Predicted ISEs Differ Between Mammals and Fish. In addition to exon sequences, such as ESEs, intronic elements also commonly play a role in alternative and constitutive splicing (22). To identify putative ISEs in vertebrate introns, we developed an approach called rescue-ise (Supporting Text, which is published as supporting information on the PNAS web site). By following a similar rationale to that used in our previous rescue-ese method (17), rescue-ise predicts as ISEs hexamers that share two properties: significant enrichment in introns relative to exons and significant enrichment in introns with weak (nonconsensus) 5′ss or 3′ss relative to introns with strong splice sites. Applying this method to large datasets of human and mouse introns identified the triplet motif GGG and a C-rich motif, respectively, in both mammals (Fig. 2). The GGG and C-rich hexamer clusters together comprised 96% (127 hexamers) of rescue-ise-predicted ISE hexamers in introns downstream of human 5′ss and 89% (266 hexamers) of predicted ISE hexamers in introns upstream of human 3′ss. Similar clusters comprised comparably large proportions of rescue-ise hexamers in mouse; the few remaining hexamers did not cluster into motifs that were similar between human and mouse.

Fig. 2.

Fig. 2.

rescue-predicted mammalian and Fugu ISE motifs. GGG and C-rich motifs were predicted as ISEs in human and mouse introns at both splice sites. f5A–f5E are motifs enriched in Fugu introns near the 5′ss, and f3A-f3C are enriched near the 3′ss.

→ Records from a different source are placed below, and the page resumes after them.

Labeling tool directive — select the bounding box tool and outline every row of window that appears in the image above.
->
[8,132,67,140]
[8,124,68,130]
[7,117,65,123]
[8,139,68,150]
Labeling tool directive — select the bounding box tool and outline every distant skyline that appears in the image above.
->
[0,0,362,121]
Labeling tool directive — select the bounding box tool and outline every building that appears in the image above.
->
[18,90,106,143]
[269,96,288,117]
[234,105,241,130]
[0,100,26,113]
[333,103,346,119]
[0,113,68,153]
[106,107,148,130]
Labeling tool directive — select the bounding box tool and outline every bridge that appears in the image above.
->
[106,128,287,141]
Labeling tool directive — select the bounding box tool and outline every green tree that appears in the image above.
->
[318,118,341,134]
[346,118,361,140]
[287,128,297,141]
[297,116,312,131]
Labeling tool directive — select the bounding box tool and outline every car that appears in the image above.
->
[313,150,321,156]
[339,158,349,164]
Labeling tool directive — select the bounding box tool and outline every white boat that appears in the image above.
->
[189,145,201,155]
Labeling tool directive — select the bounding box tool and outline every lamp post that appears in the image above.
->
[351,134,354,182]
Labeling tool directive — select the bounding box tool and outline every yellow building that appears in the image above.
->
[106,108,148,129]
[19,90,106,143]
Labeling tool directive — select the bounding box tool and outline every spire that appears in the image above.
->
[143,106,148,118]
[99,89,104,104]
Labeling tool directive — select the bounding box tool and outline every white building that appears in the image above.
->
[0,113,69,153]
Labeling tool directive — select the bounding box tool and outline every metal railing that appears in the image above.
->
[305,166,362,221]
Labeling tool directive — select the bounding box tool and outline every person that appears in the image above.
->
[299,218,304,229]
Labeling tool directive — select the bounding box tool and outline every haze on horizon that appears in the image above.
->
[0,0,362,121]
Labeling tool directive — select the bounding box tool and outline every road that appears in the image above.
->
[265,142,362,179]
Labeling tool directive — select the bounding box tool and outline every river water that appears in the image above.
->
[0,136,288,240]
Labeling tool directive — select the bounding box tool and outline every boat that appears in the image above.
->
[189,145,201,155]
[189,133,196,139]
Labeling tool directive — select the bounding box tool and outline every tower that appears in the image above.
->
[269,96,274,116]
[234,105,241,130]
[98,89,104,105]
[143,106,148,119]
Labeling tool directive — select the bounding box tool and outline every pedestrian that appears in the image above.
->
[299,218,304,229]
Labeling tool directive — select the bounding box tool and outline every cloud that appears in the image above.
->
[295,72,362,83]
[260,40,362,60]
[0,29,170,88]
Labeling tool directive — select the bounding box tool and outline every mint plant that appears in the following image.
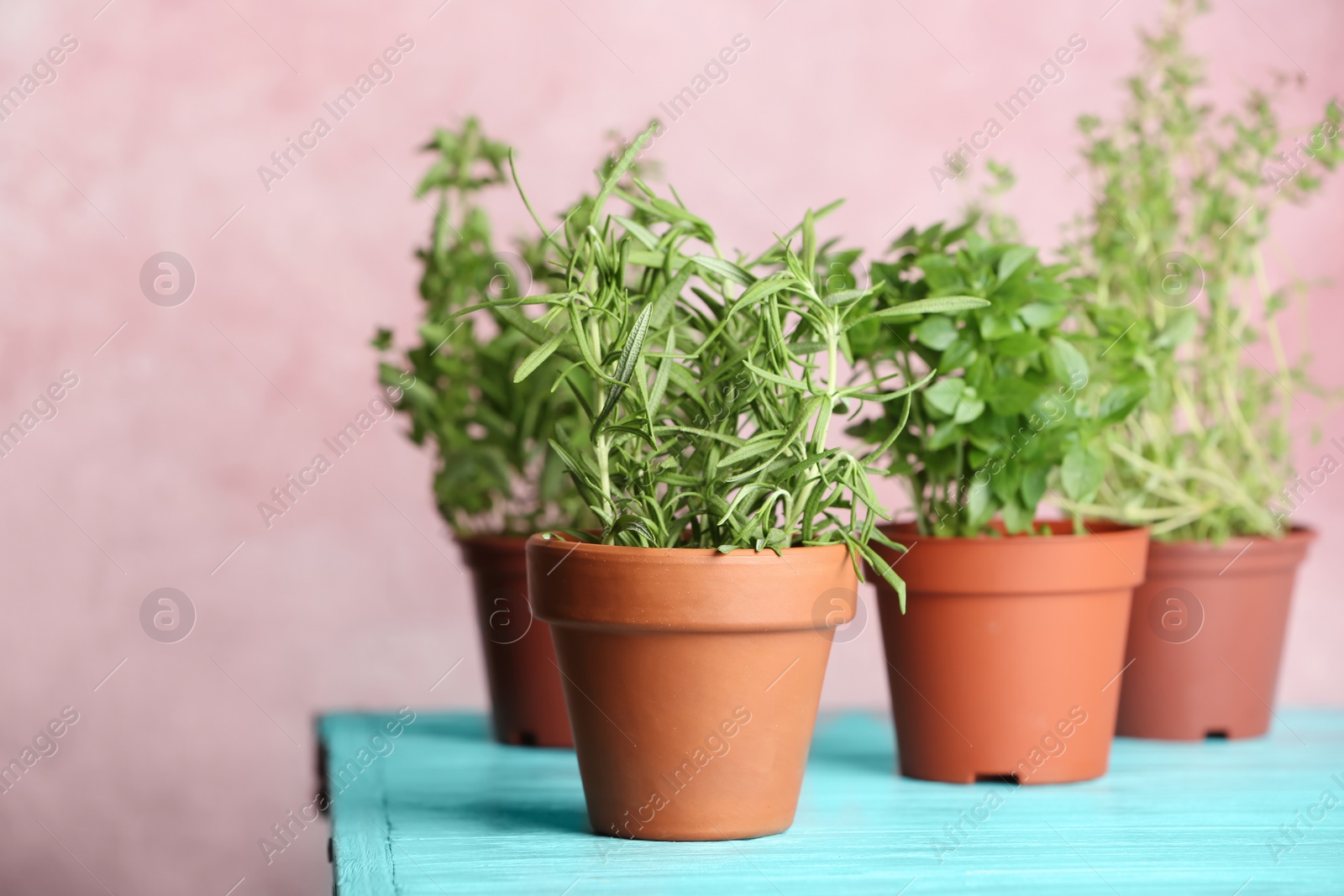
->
[849,217,1142,536]
[457,123,985,589]
[374,118,586,535]
[1067,0,1341,542]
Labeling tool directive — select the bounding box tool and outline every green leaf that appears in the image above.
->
[690,255,757,286]
[990,376,1040,417]
[593,305,654,430]
[851,296,990,327]
[1003,500,1032,535]
[1046,336,1089,388]
[923,376,966,417]
[1059,445,1106,502]
[1020,466,1047,516]
[1097,383,1147,423]
[1017,302,1068,329]
[912,314,957,352]
[999,246,1037,280]
[513,327,569,383]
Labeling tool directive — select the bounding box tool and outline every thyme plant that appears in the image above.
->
[465,123,984,591]
[851,217,1141,536]
[1068,0,1341,542]
[374,118,585,535]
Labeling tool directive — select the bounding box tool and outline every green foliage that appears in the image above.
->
[1068,0,1341,542]
[470,123,979,589]
[374,118,586,535]
[851,217,1138,536]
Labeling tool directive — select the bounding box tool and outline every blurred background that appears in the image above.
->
[0,0,1344,896]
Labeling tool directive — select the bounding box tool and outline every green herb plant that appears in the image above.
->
[462,128,984,601]
[1068,0,1341,542]
[851,217,1141,536]
[374,118,587,535]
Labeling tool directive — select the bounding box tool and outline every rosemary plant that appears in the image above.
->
[849,219,1141,536]
[1068,0,1341,542]
[465,123,984,591]
[374,118,586,535]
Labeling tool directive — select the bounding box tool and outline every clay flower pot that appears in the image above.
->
[874,522,1147,784]
[527,536,858,840]
[457,535,574,747]
[1116,529,1315,740]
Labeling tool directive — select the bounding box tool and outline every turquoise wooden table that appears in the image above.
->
[318,710,1344,896]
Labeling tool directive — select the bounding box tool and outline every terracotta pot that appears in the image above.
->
[457,535,574,747]
[874,522,1147,784]
[527,536,858,840]
[1117,529,1315,740]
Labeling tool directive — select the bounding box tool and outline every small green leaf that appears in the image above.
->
[999,246,1037,282]
[1059,445,1106,502]
[914,314,957,352]
[1046,336,1089,388]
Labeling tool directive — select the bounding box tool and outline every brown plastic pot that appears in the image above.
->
[527,536,858,840]
[1116,529,1315,740]
[457,535,574,747]
[874,522,1147,784]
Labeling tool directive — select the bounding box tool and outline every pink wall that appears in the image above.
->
[0,0,1344,896]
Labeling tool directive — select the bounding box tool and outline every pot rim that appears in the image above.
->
[878,520,1147,544]
[1152,525,1320,553]
[453,532,533,547]
[527,532,849,564]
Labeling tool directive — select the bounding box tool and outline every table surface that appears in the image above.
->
[318,710,1344,896]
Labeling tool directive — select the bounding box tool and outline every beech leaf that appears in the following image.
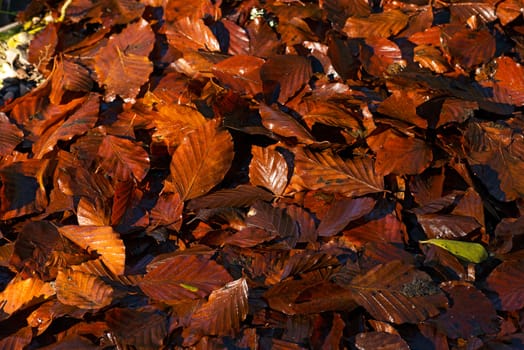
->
[419,238,488,263]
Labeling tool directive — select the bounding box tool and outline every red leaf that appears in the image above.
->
[213,55,264,96]
[138,255,232,304]
[367,129,433,175]
[98,135,149,181]
[94,19,155,102]
[249,146,288,196]
[260,55,313,104]
[317,198,376,237]
[170,121,234,200]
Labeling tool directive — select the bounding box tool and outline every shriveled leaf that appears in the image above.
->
[259,104,314,144]
[343,10,409,38]
[413,45,450,73]
[163,17,220,52]
[486,259,524,311]
[170,121,234,200]
[151,193,184,231]
[260,55,313,104]
[0,159,50,220]
[187,185,274,209]
[361,37,406,77]
[76,197,111,226]
[138,255,232,304]
[33,94,100,159]
[429,281,499,339]
[56,270,113,310]
[189,277,248,336]
[350,260,447,324]
[58,225,126,275]
[0,113,24,157]
[355,332,410,350]
[443,29,496,69]
[246,202,298,248]
[417,214,481,239]
[98,135,149,181]
[249,146,288,196]
[0,277,55,319]
[293,150,384,196]
[419,239,488,263]
[94,19,155,102]
[105,307,168,349]
[317,198,376,237]
[367,130,433,175]
[213,55,265,96]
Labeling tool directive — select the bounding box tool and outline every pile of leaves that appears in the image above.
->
[0,0,524,349]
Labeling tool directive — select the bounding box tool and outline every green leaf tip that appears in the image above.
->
[178,283,198,293]
[419,238,488,264]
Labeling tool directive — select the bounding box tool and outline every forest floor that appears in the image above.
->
[0,0,524,350]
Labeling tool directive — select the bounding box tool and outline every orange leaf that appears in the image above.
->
[93,19,155,102]
[292,150,384,196]
[249,146,288,196]
[367,130,433,175]
[187,278,248,342]
[138,255,231,304]
[170,121,234,200]
[0,276,55,319]
[56,270,113,310]
[58,225,126,275]
[343,10,409,38]
[98,135,149,181]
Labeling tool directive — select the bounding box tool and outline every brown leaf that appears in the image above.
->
[259,103,315,144]
[0,159,50,220]
[443,29,496,70]
[170,121,234,200]
[93,19,155,102]
[33,93,100,159]
[98,135,149,181]
[185,278,248,336]
[355,332,410,350]
[246,202,298,248]
[55,270,113,310]
[343,10,409,38]
[417,214,481,239]
[163,17,220,52]
[150,193,184,231]
[428,281,499,339]
[360,37,406,77]
[138,255,232,304]
[350,260,447,324]
[213,55,265,96]
[317,197,376,237]
[367,129,433,175]
[105,307,169,349]
[486,260,524,311]
[58,225,126,275]
[292,150,384,196]
[249,146,288,196]
[0,112,24,157]
[260,55,313,104]
[0,276,55,320]
[187,185,274,210]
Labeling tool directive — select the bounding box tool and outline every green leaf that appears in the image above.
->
[178,283,198,293]
[419,238,488,263]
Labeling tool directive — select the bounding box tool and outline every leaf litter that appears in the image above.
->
[0,0,524,349]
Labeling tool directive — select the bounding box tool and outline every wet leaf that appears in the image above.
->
[138,255,231,304]
[94,19,154,101]
[170,121,234,200]
[56,270,113,310]
[58,225,126,275]
[419,239,488,263]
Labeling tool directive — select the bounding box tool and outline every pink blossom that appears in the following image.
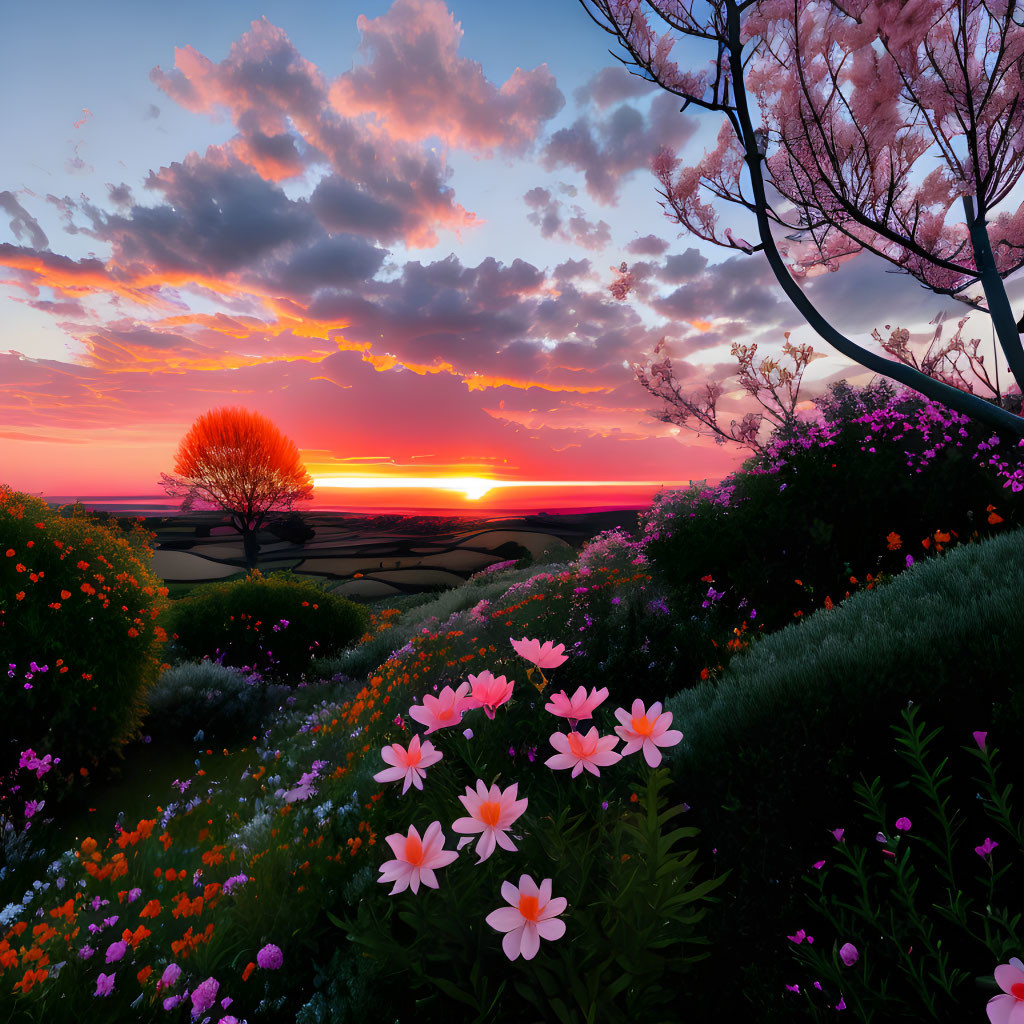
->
[191,978,220,1020]
[374,734,443,796]
[452,779,528,864]
[409,683,469,736]
[544,686,608,722]
[256,942,285,971]
[484,874,568,961]
[509,637,568,669]
[377,821,459,896]
[466,670,515,719]
[615,697,683,768]
[544,726,623,778]
[985,956,1024,1024]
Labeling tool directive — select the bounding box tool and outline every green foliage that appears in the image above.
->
[145,662,292,743]
[666,530,1024,1019]
[168,570,370,682]
[0,486,166,770]
[646,387,1020,630]
[794,708,1024,1024]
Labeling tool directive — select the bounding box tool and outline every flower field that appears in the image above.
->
[0,382,1024,1024]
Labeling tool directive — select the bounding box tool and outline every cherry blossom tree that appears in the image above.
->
[580,0,1024,435]
[160,408,312,568]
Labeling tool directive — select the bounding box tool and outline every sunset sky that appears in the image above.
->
[0,0,988,507]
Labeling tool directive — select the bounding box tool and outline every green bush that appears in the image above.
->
[0,486,167,774]
[169,570,370,682]
[146,662,292,743]
[666,530,1024,1020]
[645,382,1020,630]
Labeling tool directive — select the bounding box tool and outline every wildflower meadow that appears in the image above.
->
[0,387,1024,1024]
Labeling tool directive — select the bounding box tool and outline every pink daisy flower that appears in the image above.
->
[615,697,683,768]
[509,637,568,669]
[466,670,515,719]
[377,821,459,896]
[544,686,608,722]
[985,956,1024,1024]
[374,734,443,796]
[409,683,469,736]
[452,778,529,864]
[485,874,568,961]
[544,726,623,778]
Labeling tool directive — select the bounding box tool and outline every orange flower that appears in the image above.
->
[138,901,160,918]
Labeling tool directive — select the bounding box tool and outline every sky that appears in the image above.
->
[0,0,1007,508]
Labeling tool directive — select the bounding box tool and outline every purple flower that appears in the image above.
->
[256,942,285,971]
[974,837,999,857]
[106,939,128,964]
[191,978,220,1020]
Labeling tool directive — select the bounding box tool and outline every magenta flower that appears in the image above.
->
[974,837,999,857]
[377,821,459,896]
[409,683,469,736]
[509,637,568,669]
[985,956,1024,1024]
[544,726,623,778]
[106,940,128,964]
[256,942,285,971]
[374,734,443,796]
[615,697,683,768]
[544,686,608,722]
[484,874,568,961]
[191,974,223,1020]
[466,670,515,719]
[452,778,528,864]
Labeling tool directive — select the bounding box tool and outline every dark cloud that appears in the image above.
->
[523,186,611,249]
[331,0,565,155]
[0,191,50,249]
[572,67,656,111]
[542,92,697,204]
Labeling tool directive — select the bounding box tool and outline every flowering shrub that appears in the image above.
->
[169,569,369,678]
[331,638,722,1022]
[791,708,1024,1022]
[643,386,1021,639]
[0,486,167,773]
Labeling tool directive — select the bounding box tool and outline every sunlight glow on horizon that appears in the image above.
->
[313,476,690,501]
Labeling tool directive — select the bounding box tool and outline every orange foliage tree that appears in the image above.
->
[160,408,312,568]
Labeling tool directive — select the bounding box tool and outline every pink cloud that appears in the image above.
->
[331,0,565,156]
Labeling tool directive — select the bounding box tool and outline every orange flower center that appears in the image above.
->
[519,896,540,924]
[568,732,593,758]
[633,715,654,736]
[406,836,423,867]
[480,800,502,827]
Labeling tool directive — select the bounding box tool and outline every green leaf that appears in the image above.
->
[428,975,478,1010]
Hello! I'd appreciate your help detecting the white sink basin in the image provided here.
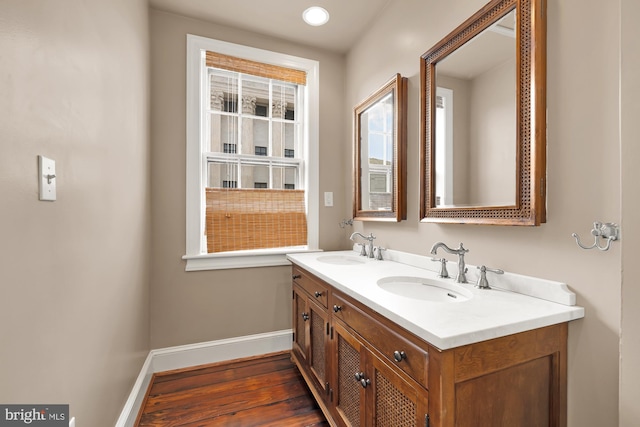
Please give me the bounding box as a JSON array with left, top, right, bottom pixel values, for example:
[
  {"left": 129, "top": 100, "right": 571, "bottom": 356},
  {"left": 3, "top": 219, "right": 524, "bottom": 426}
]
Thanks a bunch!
[
  {"left": 378, "top": 276, "right": 473, "bottom": 302},
  {"left": 318, "top": 255, "right": 366, "bottom": 265}
]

Curiously, when the rescue-ise approach was applied to datasets of Fugu introns, a very different set of ISE motifs was predicted (Fig. 2), including motifs containing repetitions of CA and GT dinucleotides, but no motifs similar to the GGG or C-rich elements identified in mammals. To further explore this difference, a more detailed analysis of the predicted ISE motifs was undertaken in mammalian and fish introns by using the sea-squirt Ciona as an outgroup. From analysis of FD plots (Fig. 3), two trends were clear: (i) for GGG, an established mammalian ISE (23), there were pronounced peaks in the FD distribution in the vicinity of the 5′ss and 3′ss in both human and mouse introns; and (ii) these peaks were much more dramatic in introns with weak (nonconsensus) 5′ss or 3′ss than they were in introns with strong splice sites (Fig. 3, red curves versus blue curves). These two features can be explained if the location of the peak reflects an optimal interaction distance between hypothetical splicing regulatory factors that bind to ISEs and components of the splicing machinery bound at the splice sites and if ISEs in weak splice site introns are under increased selection to ensure efficient and accurate splicing (22). We propose that these two features comprise a sequence signature that is characteristic for ISEs.

Fig. 3.

Fig. 3.

Enrichment of predicted ISEs in introns near weak splice sites. (A) FD of GGG downstream of strong 5′ss and weak 5′ss, relative to locally permuted sequence 30-bp windows, starting from intron position +11. (B) FD of GGG upstream of strong 3′ss and weak 3′ss, starting from intron position -41. (C)FDof ACAC downstream of strong 5′ss and weak 5′ss, starting from intron position +11. (D) FD of GTGT upstream of strong 3′ss and weak 3′ss, starting from intron position -41. Black bars show SEM (see Materials and Methods). Values are plotted at 6-bp intervals.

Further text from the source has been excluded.